Altro criterio rifiutato esplicitamente dai giudici e dai medici utile per individuare il reale miglior interesse del piccolo paziente: «e. le opinioni di altri professionisti della salute chiamati a prendersi cura del bambino, o di altri professionisti che abbiano comunque un interesse nel suo benessere». I medici del Bambin Gesù di Roma non hanno mai detto che l’interruzione della ventilazione era nel miglior interesse di Alfie, piuttosto hanno fatto comprendere che il suo best interest era la cura presso la loro struttura per procedere ad una diagnosi più accurata e per iniziare diverse terapie. La lettera f. indica poi che il miglior interesse risiede anche in quella «opzione […] che limiterà il meno possibile le chances future del bambino». Uccidere Alfie ha eliminato per lui qualsiasi possibilità di miglioramento e quindi la morte non poteva essere nel suo miglior interesse.

Dopo l’elenco di questi punti le Linee guida aggiungono una nota che sembra scritta proprio per Alfie: «Questo elenco non è esaustivo. Il peso che si attribuirà a ciascun punto dipenderà dalle circostanze e si dovrà prendere in considerazione qualsiasi altra informazione pertinente al caso». Tornano di nuovo in mente i pareri di moltissimi specialisti che sono rimasti inascoltati. Ma ecco l’annotazione più importante che fa il Gmc: «Non si dovrebbero formulare supposizioni ingiustificate in merito al superiore interesse di un bambino o di un giovane sulla base di fattori irrilevanti o discriminatori, come il loro comportamento, il loro aspetto o la loro disabilità». E dunque la disabilità di Alfie non doveva entrare nella valutazione del suo miglior interesse perché sarebbe stata una valutazione discriminatoria. Invece Alfie è stato eliminato proprio perché disabile.

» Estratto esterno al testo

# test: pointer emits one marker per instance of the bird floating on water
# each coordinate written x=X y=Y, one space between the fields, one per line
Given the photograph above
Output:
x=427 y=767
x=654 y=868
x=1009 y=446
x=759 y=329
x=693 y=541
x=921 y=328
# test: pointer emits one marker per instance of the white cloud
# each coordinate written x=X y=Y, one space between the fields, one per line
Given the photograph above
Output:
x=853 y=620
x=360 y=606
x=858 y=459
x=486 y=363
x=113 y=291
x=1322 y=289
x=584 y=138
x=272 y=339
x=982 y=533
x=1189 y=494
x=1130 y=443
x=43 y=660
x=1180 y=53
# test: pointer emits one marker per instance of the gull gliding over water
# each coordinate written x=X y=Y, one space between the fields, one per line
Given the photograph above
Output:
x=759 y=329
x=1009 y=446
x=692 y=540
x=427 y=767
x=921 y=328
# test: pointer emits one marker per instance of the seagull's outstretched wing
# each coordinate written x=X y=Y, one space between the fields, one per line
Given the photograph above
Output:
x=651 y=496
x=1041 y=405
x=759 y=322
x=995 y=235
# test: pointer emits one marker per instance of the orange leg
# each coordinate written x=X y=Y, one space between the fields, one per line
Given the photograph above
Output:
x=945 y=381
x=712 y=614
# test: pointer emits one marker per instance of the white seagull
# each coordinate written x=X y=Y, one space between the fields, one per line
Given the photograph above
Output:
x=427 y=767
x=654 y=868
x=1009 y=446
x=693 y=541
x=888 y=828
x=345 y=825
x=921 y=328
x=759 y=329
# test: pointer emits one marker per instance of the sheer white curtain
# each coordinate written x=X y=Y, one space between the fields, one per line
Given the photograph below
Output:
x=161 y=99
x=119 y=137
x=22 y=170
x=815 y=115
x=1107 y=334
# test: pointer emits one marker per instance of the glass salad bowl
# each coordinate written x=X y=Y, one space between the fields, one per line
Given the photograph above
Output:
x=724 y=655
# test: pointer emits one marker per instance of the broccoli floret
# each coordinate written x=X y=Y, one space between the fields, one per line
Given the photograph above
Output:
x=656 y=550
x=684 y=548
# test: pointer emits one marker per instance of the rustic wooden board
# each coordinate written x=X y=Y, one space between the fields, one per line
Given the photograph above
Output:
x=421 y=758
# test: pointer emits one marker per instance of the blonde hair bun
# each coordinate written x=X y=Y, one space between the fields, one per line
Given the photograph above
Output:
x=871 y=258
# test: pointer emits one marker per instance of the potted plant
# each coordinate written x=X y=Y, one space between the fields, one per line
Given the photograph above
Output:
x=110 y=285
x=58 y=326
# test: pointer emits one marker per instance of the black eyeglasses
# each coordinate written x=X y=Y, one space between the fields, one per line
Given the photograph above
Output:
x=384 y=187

In sintesi nessuno di questi criteri indicati dal Gmc sono stati tenuti in considerazione per comprendere quale doveva essere il "miglior interesse" di Alfie, espressione che comunque è erronea perché rimanda ad un’etica utilitarista e non ad un’etica fondata sul personalismo ontologico, ossia sulla dignità personale che mai può essere violata. Queste Linee guida ovviamente non sono vincolanti per i giudici (per i medici lo sono un poco di più), però rappresentano un sicuro orientamento a cui si dovevano attenere i magistrati a motivo dell’autorità dell’organo che le ha emesse.

Pare paradossale, ma lo stesso Gmc si era espresso a favore della morte di Alfie. Infatti, quando il piccolo paziente inglese era ancora vivo, molti avevano chiesto al Gmc di scendere in campo per difendere la sua vita, ma la risposta che il Gmc diede faceva riferimento al buon operato dei medici dell’Alder, i quali stavano facendo bene il loro lavoro perché applicavano al meglio le linee guida deontologiche proprio laddove specificano cosa sia il miglior interesse del minore. Per suffragare questo loro giudizio allegarono a chi li aveva interpellati esattamente la sezione della Linee guida che abbiamo appena esaminato, quelle stesse che, adducendo sei motivazioni differenti, avrebbero vietato di staccare il respiratore ad Alfie.

Nell’Enciclopedia Treccani si può rinvenire questa definizione di “follia”: Stato di alienazione, di grave malattia mentale, mancanza di senno, stoltezza, orgogliosa o leggera sconsideratezza».